Medieval Latin mysticism — the Rhineland mystics Meister Eckhart, Johannes Tauler, and Henry Suso; the English Cloud of Unknowing (mid-fourteenth century), which is largely a paraphrase of Dionysian themes; the late Spanish mysticism of John of the Cross and Teresa of Ávila — develops directly from the apophatic tradition the Mystical Theology had founded.
Nicholas of Cusa (d. 1464), whose Of Learned Ignorance and On the Vision of God reformulate Dionysian apophatic theology with sixteenth-century philosophical resources, transmitted the tradition into the early modern period.
Modern
The twentieth-century recovery of Dionysius as a serious theological and philosophical figure has come from several directions: Orthodox theology through Lossky and his successors; Catholic theology through Hans Urs von Balthasar (whose multi-volume Glory of the Lord devotes extended treatment to Dionysius); continental philosophy through Jean-Luc Marion's God Without Being (1982; trans. 1991), which deploys Dionysian apophasis against Heideggerian critique of onto-theology; and scholarship through Paul Rorem (Pseudo-Dionysius: A Commentary on the Texts and Introduction to Their Influence, Oxford University Press, 1993), Andrew Louth (Denys the Areopagite, 1989), Charles Stang (Apophasis and Pseudonymity in Dionysius the Areopagite, Oxford University Press, 2012), and Sarah Coakley.
The standard English translation is Paul Rorem and Colm Luibheid's Pseudo-Dionysius: The Complete Works (Paulist Press, 1987) in the Classics of Western Spirituality series.
Significance
Four contributions define the significance of the Corpus Areopagiticum.

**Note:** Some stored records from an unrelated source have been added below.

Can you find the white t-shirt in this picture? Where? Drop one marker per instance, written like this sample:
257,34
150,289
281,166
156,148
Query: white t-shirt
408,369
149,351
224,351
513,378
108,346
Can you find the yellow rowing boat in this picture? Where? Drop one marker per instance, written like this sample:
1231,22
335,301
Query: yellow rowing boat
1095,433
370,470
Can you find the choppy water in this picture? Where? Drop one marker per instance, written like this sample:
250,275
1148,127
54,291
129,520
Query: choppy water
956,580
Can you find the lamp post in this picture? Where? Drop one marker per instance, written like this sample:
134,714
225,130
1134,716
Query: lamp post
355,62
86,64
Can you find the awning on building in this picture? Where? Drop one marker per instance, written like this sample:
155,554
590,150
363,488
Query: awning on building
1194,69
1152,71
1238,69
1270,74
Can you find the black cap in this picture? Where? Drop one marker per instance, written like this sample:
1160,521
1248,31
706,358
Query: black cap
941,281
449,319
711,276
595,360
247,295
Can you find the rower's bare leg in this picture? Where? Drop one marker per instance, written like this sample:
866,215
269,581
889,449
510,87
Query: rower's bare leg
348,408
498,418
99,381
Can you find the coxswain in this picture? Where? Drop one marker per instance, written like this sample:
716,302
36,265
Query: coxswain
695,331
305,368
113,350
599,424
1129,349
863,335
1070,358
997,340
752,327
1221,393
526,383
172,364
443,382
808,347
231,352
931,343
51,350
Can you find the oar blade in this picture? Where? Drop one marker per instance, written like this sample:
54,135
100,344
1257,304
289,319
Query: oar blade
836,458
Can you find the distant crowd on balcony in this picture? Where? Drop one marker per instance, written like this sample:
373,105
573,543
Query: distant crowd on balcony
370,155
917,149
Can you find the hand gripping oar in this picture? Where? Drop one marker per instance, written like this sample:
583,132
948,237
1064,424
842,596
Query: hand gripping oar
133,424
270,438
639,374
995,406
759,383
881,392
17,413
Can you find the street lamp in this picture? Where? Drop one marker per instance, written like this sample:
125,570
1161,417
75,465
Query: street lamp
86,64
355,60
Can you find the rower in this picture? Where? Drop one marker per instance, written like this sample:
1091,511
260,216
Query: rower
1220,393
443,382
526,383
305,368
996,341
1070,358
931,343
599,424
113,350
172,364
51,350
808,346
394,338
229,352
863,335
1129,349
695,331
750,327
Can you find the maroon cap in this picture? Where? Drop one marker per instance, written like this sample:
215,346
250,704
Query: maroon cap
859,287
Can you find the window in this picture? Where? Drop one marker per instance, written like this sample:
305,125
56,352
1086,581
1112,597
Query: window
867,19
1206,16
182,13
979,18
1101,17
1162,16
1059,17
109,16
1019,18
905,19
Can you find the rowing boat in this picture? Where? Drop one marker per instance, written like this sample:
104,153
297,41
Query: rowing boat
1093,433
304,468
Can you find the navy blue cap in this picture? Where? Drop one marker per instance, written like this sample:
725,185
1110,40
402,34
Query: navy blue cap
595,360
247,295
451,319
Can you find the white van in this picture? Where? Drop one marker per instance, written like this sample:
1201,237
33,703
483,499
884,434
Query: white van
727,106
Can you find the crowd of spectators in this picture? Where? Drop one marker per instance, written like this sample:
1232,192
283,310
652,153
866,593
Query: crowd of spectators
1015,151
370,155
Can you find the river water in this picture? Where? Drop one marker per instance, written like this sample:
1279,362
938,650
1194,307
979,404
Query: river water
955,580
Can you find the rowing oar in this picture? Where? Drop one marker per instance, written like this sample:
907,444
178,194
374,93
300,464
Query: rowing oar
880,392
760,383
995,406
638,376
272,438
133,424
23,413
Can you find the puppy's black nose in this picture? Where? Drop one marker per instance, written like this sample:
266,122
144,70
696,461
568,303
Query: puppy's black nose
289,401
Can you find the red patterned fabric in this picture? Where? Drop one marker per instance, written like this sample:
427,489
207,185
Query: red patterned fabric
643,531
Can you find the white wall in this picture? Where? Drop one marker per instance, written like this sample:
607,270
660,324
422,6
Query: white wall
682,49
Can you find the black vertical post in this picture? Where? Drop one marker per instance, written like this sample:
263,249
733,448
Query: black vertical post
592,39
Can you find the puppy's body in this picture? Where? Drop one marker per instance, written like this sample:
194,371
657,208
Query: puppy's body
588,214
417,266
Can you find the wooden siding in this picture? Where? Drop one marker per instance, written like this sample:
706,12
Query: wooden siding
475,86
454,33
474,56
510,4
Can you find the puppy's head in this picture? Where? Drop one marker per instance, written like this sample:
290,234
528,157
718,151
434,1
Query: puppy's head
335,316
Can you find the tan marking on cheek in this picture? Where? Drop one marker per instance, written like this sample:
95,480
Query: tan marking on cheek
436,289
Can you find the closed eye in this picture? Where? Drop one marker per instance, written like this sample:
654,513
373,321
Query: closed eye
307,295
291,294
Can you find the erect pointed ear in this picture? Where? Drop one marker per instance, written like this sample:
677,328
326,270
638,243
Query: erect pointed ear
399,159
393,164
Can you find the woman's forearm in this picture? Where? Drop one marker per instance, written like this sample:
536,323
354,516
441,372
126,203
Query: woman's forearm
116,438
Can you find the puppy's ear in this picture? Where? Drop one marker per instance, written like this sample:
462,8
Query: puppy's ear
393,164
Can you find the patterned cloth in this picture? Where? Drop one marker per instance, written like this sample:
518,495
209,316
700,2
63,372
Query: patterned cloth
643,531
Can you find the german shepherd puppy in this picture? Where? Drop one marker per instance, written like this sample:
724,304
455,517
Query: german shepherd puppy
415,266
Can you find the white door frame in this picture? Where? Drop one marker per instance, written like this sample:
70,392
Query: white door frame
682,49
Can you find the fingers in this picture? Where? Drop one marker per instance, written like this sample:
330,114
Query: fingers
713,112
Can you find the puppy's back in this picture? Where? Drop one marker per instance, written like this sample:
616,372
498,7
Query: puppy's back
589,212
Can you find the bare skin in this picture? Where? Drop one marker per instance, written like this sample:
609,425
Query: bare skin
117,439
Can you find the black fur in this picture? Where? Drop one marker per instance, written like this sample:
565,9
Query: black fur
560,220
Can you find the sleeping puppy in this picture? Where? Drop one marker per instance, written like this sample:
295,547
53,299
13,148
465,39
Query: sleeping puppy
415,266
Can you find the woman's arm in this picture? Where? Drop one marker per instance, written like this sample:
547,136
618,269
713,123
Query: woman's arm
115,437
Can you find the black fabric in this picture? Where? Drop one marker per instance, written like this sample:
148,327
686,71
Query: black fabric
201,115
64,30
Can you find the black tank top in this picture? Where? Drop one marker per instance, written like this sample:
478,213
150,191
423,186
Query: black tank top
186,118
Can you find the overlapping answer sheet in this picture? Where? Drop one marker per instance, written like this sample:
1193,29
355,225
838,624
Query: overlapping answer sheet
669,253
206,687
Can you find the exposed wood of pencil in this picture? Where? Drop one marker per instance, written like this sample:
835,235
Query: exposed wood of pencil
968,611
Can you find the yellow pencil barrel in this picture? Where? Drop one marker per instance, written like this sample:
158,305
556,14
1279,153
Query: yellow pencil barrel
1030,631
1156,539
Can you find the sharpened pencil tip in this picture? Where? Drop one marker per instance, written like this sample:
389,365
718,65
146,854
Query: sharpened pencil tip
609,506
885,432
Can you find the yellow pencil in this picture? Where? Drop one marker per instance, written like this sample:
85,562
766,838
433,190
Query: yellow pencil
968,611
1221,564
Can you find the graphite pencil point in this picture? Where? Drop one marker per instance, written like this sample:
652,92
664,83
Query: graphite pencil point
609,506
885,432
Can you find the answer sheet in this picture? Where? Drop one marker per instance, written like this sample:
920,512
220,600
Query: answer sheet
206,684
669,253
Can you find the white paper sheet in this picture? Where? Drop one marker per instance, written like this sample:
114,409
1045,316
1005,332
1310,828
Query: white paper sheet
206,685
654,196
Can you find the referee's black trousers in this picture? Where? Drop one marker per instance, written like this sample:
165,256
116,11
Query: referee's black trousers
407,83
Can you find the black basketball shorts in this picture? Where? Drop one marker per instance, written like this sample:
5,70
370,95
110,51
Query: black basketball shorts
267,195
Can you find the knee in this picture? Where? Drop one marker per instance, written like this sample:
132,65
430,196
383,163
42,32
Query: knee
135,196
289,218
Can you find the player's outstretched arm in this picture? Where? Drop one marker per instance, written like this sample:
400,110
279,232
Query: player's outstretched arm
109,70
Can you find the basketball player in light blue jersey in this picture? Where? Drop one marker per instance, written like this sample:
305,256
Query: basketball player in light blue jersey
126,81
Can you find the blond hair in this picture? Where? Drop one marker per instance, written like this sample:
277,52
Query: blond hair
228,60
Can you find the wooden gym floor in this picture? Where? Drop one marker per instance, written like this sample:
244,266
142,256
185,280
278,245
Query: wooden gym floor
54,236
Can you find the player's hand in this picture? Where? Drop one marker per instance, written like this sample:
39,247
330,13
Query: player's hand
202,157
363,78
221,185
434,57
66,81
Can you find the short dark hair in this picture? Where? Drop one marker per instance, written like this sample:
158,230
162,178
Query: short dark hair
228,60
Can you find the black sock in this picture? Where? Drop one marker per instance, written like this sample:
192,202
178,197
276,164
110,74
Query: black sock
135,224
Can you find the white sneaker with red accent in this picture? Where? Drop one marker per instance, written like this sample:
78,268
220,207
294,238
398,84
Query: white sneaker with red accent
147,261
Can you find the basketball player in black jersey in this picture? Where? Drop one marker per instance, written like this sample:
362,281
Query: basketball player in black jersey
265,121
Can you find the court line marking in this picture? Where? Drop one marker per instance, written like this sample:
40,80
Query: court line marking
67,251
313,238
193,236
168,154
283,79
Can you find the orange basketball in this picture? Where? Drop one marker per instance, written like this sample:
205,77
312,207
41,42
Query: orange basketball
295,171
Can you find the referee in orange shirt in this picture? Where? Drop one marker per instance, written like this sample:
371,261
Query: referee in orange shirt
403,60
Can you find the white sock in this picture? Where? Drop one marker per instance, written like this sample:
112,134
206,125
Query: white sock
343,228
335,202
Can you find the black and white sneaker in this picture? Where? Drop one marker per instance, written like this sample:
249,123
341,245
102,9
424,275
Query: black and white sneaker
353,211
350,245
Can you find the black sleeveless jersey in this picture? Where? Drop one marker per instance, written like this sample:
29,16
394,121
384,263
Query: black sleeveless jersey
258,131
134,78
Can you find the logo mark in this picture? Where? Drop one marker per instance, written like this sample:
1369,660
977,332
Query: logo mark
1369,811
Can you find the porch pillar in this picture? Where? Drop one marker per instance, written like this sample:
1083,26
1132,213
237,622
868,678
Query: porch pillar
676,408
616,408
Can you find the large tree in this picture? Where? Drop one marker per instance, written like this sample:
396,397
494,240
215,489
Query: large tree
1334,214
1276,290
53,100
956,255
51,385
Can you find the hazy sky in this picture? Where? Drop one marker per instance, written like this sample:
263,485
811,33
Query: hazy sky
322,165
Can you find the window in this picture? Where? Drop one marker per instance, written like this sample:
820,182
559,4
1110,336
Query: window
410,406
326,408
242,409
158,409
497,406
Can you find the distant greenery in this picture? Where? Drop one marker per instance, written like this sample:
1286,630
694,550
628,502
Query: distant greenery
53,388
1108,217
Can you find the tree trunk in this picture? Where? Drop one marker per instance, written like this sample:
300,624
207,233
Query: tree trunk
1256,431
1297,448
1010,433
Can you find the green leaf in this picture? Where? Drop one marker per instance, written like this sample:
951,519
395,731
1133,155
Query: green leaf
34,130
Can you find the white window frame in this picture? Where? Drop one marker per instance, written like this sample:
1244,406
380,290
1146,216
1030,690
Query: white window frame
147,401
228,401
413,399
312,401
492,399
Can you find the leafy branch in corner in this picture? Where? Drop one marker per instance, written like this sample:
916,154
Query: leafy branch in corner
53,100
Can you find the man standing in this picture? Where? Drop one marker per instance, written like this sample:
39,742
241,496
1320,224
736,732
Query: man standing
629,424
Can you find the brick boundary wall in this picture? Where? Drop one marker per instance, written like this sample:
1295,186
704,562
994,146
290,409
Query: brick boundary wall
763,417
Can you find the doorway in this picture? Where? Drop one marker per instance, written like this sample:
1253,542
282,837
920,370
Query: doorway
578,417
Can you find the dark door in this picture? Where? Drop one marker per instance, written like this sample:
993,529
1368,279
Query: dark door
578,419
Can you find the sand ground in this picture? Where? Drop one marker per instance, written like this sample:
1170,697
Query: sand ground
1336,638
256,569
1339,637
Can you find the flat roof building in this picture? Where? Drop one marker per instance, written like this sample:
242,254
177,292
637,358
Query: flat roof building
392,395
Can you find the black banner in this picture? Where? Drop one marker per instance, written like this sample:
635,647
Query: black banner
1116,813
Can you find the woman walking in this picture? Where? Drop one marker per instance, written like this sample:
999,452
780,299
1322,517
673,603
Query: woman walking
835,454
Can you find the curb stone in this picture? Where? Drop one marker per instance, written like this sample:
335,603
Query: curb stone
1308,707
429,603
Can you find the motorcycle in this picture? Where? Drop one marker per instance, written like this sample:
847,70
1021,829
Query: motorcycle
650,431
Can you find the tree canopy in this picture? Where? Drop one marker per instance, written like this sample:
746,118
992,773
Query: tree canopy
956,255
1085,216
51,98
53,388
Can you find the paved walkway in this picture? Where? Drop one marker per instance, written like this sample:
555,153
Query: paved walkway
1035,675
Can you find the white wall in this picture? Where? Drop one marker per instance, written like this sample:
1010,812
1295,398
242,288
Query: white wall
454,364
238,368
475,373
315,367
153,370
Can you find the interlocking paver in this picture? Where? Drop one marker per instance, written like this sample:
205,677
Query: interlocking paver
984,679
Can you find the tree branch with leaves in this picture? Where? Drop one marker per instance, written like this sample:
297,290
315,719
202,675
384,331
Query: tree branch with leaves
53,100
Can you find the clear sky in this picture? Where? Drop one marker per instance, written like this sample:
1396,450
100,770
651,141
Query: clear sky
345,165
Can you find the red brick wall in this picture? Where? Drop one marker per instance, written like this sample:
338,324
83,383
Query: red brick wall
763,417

First, the integration of Proclean Neoplatonism with Christian theology provided the West with its principal channel for Neoplatonic metaphysics, parallel to and partly in addition to the Augustinian channel from Plotinus. Second, the Mystical Theology founded systematic apophatic theology as a Christian discipline, the doctrine that all positive predications of God must be supplemented by their negation and ultimately transcended in unknowing. Third, the Celestial Hierarchy gave medieval theology its standard angelology — three triads of nine choirs — absorbed by Aquinas, Dante, and the iconographic tradition. Fourth, the Dionysian framework shaped the entire Christian mystical tradition, Eastern and Western, from Maximus the Confessor through Eckhart and John of the Cross to the twentieth-century theological retrieval. Few works of comparable historical influence are by an unknown author.